How journalists and PR pros can work together to amplify diverse voices

We can only accomplish this by working together.

Helping diverse sources get media attention

Lauren Stralo is director of public relations at LevLane Advertising.

I recently responded to a query in which a reporter was searching for a source for a national top-tier publication — a golden opportunity for any client.

In my initial rush to secure an interview (we’ve all felt that, right?), I offered up an expert from one of the organizations I represent: someone whose contact details I already had and could easily reach out to on short notice – this (excellent) source happened to be a man.

After a bit of back and forth, it became obvious that our schedules conflicted. At that point, I offered another (excellent) source: a Black woman from the same organization.



The reporter’s response was nothing short of perfection: “Great, and even better that it’s a female source.”

This conversation, though short and maybe seemingly insignificant to some, spotlighted an important media and public relations trend: For many reporters, finding a source isn’t simply filling a slot or ticking a box.

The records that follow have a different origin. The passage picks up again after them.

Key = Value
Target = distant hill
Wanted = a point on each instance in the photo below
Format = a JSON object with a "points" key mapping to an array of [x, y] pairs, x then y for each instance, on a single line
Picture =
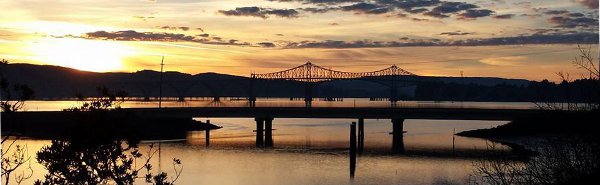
{"points": [[59, 82]]}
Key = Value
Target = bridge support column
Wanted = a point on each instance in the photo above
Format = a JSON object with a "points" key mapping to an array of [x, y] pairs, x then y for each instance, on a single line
{"points": [[269, 132], [251, 96], [308, 96], [393, 94], [207, 132], [397, 135], [259, 131], [361, 135], [352, 149]]}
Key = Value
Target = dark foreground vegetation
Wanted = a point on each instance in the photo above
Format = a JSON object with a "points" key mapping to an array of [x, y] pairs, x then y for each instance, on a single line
{"points": [[566, 147]]}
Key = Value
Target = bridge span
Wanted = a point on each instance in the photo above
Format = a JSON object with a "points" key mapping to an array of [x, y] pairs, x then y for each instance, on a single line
{"points": [[264, 117]]}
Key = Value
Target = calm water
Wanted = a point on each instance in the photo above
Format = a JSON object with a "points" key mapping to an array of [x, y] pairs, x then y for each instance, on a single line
{"points": [[313, 151]]}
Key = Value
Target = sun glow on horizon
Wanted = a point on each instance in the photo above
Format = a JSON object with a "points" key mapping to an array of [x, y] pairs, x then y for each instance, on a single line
{"points": [[82, 54]]}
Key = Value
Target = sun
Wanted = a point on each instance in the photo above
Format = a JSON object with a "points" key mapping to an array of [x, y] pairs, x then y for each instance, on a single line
{"points": [[82, 54]]}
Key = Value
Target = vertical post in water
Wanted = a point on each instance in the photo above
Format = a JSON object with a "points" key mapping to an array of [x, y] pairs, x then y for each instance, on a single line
{"points": [[352, 149], [361, 135], [162, 64], [397, 135], [269, 132], [207, 132], [259, 131]]}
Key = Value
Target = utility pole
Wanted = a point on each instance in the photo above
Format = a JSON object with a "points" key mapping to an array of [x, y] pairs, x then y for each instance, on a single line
{"points": [[162, 64]]}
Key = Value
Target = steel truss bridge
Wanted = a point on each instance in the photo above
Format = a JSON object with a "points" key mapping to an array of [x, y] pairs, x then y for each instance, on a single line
{"points": [[309, 72], [308, 75], [311, 75]]}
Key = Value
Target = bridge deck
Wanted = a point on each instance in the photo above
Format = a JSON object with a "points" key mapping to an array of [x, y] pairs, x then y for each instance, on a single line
{"points": [[367, 113]]}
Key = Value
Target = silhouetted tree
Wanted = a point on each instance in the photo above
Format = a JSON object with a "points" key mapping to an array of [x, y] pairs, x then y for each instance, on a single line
{"points": [[12, 102], [76, 161]]}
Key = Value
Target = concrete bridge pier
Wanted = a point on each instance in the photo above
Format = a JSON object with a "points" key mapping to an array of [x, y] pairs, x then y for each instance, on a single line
{"points": [[259, 131], [264, 132], [397, 135], [268, 132], [361, 135], [393, 94], [308, 96], [251, 96]]}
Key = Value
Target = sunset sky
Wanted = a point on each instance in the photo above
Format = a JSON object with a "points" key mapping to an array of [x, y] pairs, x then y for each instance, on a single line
{"points": [[501, 38]]}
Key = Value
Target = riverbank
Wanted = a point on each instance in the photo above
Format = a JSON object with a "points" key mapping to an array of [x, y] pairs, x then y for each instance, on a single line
{"points": [[105, 123], [530, 133]]}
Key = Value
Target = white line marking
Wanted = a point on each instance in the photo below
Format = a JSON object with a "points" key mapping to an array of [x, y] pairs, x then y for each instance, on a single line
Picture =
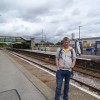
{"points": [[82, 89]]}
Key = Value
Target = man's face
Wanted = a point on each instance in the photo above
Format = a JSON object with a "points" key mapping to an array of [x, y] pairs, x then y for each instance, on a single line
{"points": [[66, 43]]}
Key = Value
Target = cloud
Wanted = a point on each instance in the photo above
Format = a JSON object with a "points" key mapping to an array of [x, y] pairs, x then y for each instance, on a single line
{"points": [[57, 18]]}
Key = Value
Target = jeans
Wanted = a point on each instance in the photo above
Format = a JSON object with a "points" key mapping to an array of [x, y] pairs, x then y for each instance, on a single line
{"points": [[60, 75]]}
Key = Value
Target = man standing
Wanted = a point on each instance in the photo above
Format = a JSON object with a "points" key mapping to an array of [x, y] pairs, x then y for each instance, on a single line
{"points": [[65, 61]]}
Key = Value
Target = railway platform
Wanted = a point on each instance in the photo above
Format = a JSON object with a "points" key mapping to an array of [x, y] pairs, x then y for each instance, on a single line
{"points": [[12, 78]]}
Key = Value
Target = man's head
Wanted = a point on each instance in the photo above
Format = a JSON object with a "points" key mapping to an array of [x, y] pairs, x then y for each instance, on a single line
{"points": [[66, 42]]}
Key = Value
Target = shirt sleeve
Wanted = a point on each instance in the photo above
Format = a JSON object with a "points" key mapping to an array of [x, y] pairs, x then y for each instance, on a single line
{"points": [[74, 55], [57, 53]]}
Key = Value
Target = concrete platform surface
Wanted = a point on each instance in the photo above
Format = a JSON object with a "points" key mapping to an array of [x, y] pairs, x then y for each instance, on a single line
{"points": [[12, 78]]}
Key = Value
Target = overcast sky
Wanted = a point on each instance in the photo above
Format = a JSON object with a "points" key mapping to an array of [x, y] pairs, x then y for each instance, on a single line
{"points": [[56, 18]]}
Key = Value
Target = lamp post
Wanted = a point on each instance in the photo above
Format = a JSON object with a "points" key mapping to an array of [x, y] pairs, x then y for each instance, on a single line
{"points": [[79, 39], [79, 33]]}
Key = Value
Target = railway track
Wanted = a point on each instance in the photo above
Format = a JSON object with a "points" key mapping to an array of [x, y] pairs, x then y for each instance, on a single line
{"points": [[84, 70], [53, 70]]}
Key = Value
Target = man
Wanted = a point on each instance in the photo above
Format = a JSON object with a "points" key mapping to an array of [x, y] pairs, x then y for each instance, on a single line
{"points": [[65, 61]]}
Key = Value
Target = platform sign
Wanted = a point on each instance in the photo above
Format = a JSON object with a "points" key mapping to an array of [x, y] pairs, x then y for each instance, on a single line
{"points": [[78, 47]]}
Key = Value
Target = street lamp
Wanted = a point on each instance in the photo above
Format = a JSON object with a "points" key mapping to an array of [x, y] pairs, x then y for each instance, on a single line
{"points": [[79, 33]]}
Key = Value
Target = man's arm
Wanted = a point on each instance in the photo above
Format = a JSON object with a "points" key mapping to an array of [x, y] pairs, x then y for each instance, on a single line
{"points": [[73, 64], [57, 64]]}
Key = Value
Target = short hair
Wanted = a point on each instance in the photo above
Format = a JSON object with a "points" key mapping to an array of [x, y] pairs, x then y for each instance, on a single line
{"points": [[66, 39]]}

This short exchange reminded me that journalists and news readers are hungry for diverse perspectives, and it’s on us as public relations representatives to ensure that these diverse voices are heard, sought out, and celebrated.

A rising trend: Reporters seeking diverse expert sources

“POC and/or female source to comment.”

“Women and BIPOC sources preferred.”

“Relevant BIPOC, AAPI and LGBTQ+ experts encouraged to reach out.”

The examples above are just a few recent requests we’ve fielded – and I have loved seeing them.

I’ve been pitching expert sources for nearly a decade, and the call for diverse voices is a trend that is becoming increasingly prevalent.

Our role is no longer about securing any  expert but seeking people who bring a unique perspective to the conversation. Will it happen every single time? Maybe not. But we should do everything we can to shine light on the invaluable insights and experiences that diverse voices offer in shaping narratives across various industries.

So, how can we as PR pros ensure this happens?

Through training and engagement

What I have seen throughout my career is that those whose voices have been traditionally underrepresented are more hesitant to contribute to or partake in media relations activities. Often, the feedback we get is that they don’t believe they have the authority or credibility to speak to reporters – and they will pass the opportunity on to a colleague or someone else in their organization.

We need to initiate opportunities for talent to feel supported and more confident to enter the spotlight. By encouraging more women, BIPOC and LGBTQIA+ professionals to participate in events like press trainings, panels and conferences, we can build that confidence and press readiness.

But this kind of confidence isn’t just about polishing someone’s ability to communicate; it’s also about empowering traditionally marginalized voices to own their stories and expertise with conviction.

Encouraging participation is one piece of the puzzle; every pitch, every panel and every conference should be seen as a chance to do more than just include; it should serve as an opportunity to bring these narratives to the forefront.

Building contact networks of experts from diverse backgrounds

A practical but important strategy is establishing a contact list comprising women, BIPOC and LGBTQIA+ professionals interested in engaging with the press. Most people don’t know where to start when looking for press coverage. A simple yet effective way is to simply ask who has an interest in working with reporters.

You might find surprising sources this way.

Building up this contact list and regularly reaching out to this network ensures that opportunities are extended equitably.

Beyond compiling contact lists and facilitating direct connections between experts and reporters, check-ins and desk-side meetings are valuable opportunities for building relationships that can lead to sustained partnerships.

The stories we tell and the voices we amplify matter. As media and public relations professionals, we can make it happen. Our jobs are vitally important in this sense, and it’s an equally important goal that PR pros and journalists can achieve together.